2.How much work is done on the projectile by gravity as it falls to the ground?
3.With what speed does the projectile hit the ground?
1. Ep= mgh
Ep= 2.5(9.8)(15.0)
Ep = 367.5
I have no idea how to do this.....
1.
If you call the potential zero at ground level then at the start the projectile has:
potential + kinetic =
m g h + (1/2) m v^2
= 2.5 * 9.81 * 15 + (1/2)(2.5)(484)
= 368 Joules potential + 605 J kinetic
= 973 Joules total
2.
we did that above, it is the loss in potential energy m g h = 368 Joules
3. All kinetic when it hits the ground
(1/2) m v^2 = 973 Joules
v = 27.9 m/s
In problem 1, where did you get 484? Also, how did you get the velocity?
v = 22
22^2 = 484
the velocity is given as 22 m/s at the start
I got the final velocity from the kinetic energy , the initial ke plus the amount gained in the fall
To find the mechanical energy of the projectile initially, you can use the formula:
Ep = mgh
where:
m = mass of the projectile (2.50 kg)
g = acceleration due to gravity (9.8 m/s^2)

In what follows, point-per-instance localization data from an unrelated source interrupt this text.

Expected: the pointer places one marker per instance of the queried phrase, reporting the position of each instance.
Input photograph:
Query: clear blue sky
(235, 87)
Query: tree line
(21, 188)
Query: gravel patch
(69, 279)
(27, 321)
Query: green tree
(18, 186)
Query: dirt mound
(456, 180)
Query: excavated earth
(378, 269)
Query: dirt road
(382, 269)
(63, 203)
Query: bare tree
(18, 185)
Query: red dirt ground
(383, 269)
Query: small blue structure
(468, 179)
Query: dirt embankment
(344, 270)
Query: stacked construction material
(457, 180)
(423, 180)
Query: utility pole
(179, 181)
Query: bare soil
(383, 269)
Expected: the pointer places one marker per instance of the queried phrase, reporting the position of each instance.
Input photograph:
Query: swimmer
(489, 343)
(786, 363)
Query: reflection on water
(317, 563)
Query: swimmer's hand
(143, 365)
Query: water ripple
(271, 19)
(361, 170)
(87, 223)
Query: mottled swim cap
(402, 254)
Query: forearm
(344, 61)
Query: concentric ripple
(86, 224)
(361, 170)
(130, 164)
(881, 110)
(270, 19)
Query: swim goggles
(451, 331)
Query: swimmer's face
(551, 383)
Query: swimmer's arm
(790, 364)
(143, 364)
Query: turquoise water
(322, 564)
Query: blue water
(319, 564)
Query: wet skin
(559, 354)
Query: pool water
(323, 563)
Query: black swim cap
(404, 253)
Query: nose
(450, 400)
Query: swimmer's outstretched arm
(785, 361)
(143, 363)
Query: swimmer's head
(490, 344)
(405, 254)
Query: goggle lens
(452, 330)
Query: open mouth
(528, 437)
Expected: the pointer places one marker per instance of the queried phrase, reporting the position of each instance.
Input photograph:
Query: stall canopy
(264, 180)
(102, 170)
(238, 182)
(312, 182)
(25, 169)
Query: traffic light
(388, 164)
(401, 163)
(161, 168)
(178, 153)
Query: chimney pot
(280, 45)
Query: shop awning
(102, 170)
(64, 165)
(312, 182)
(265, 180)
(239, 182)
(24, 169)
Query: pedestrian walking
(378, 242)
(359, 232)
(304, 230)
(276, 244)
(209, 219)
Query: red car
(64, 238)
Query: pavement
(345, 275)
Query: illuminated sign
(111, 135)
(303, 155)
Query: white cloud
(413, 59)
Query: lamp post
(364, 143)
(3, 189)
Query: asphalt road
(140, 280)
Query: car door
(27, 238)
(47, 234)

h = height above the ground (15.0 m)
Substituting the given values into the formula:
Ep = 2.5 * 9.8 * 15.0
Ep ≈ 367.5 Joules
Therefore, the projectile has approximately 367.5 Joules of mechanical energy initially.

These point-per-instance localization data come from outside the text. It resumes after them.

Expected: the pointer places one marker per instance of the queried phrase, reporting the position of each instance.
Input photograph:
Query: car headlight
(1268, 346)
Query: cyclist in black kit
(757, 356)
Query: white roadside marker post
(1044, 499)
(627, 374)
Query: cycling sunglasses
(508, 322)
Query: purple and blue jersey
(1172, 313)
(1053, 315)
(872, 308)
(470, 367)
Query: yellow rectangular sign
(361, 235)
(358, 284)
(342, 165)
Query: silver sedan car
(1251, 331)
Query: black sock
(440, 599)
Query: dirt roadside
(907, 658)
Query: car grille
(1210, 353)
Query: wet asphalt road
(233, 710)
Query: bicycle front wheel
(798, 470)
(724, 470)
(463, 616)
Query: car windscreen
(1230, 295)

Now, let's move on to the second question:
To find the work done on the projectile by gravity as it falls to the ground, you can use the formula:
W = mgh
where:
m = mass of the projectile (2.50 kg)
g = acceleration due to gravity (9.8 m/s^2)
h = height from which the projectile falls (15.0 m)

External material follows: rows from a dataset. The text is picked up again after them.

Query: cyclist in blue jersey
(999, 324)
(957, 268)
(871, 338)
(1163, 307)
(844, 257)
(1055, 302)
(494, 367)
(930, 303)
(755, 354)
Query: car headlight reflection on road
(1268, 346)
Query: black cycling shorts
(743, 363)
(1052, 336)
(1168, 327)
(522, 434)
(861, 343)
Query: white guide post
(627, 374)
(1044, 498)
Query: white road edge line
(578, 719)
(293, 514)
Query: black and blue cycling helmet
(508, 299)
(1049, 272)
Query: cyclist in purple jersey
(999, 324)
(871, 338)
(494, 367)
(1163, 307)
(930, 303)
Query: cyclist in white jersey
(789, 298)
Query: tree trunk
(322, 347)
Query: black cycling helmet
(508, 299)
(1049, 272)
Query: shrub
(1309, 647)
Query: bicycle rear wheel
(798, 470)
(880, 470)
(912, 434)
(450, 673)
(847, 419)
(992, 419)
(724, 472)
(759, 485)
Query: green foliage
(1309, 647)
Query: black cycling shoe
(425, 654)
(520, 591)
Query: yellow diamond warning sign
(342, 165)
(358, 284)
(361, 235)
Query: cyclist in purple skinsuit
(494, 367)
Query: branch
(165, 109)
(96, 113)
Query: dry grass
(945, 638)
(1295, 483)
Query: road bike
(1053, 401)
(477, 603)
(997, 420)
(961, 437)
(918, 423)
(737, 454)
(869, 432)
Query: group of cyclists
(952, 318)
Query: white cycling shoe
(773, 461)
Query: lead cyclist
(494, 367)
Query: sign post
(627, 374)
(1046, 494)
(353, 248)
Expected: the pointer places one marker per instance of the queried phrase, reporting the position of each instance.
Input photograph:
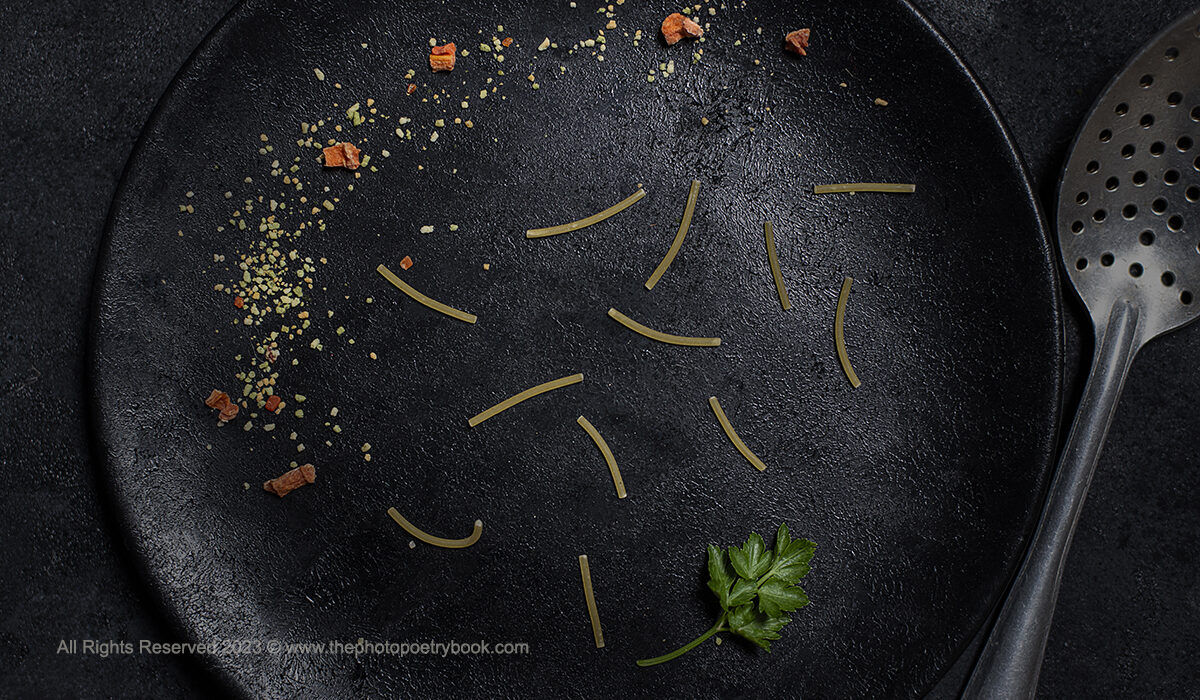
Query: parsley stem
(687, 647)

Substituting the given values:
W = 2.5 * 9.8 * 15.0
W = 367.5 Joules
Therefore, the work done on the projectile by gravity as it falls to the ground is 367.5 Joules.
Moving on to the third question:
To find the speed with which the projectile hits the ground, you can use the equations of motion.
The vertical displacement can be found using the equation:
h = (1/2)gt^2
where:
g = acceleration due to gravity (9.8 m/s^2)
t = time of flight
Rearranging the equation to solve for t:
t = sqrt(2h/g)
Substituting the given values:
t = sqrt(2 * 15.0 / 9.8)
t ≈ sqrt(3.06)
t ≈ 1.75 seconds
The horizontal distance traveled can be found using the equation:
d = v*t
where:
v = initial horizontal velocity (22 m/s)
t = time of flight (1.75 s)
Substituting the given values:
d = 22 * 1.75
d ≈ 38.5 meters
Therefore, the speed with which the projectile hits the ground is approximately 38.5 m/s.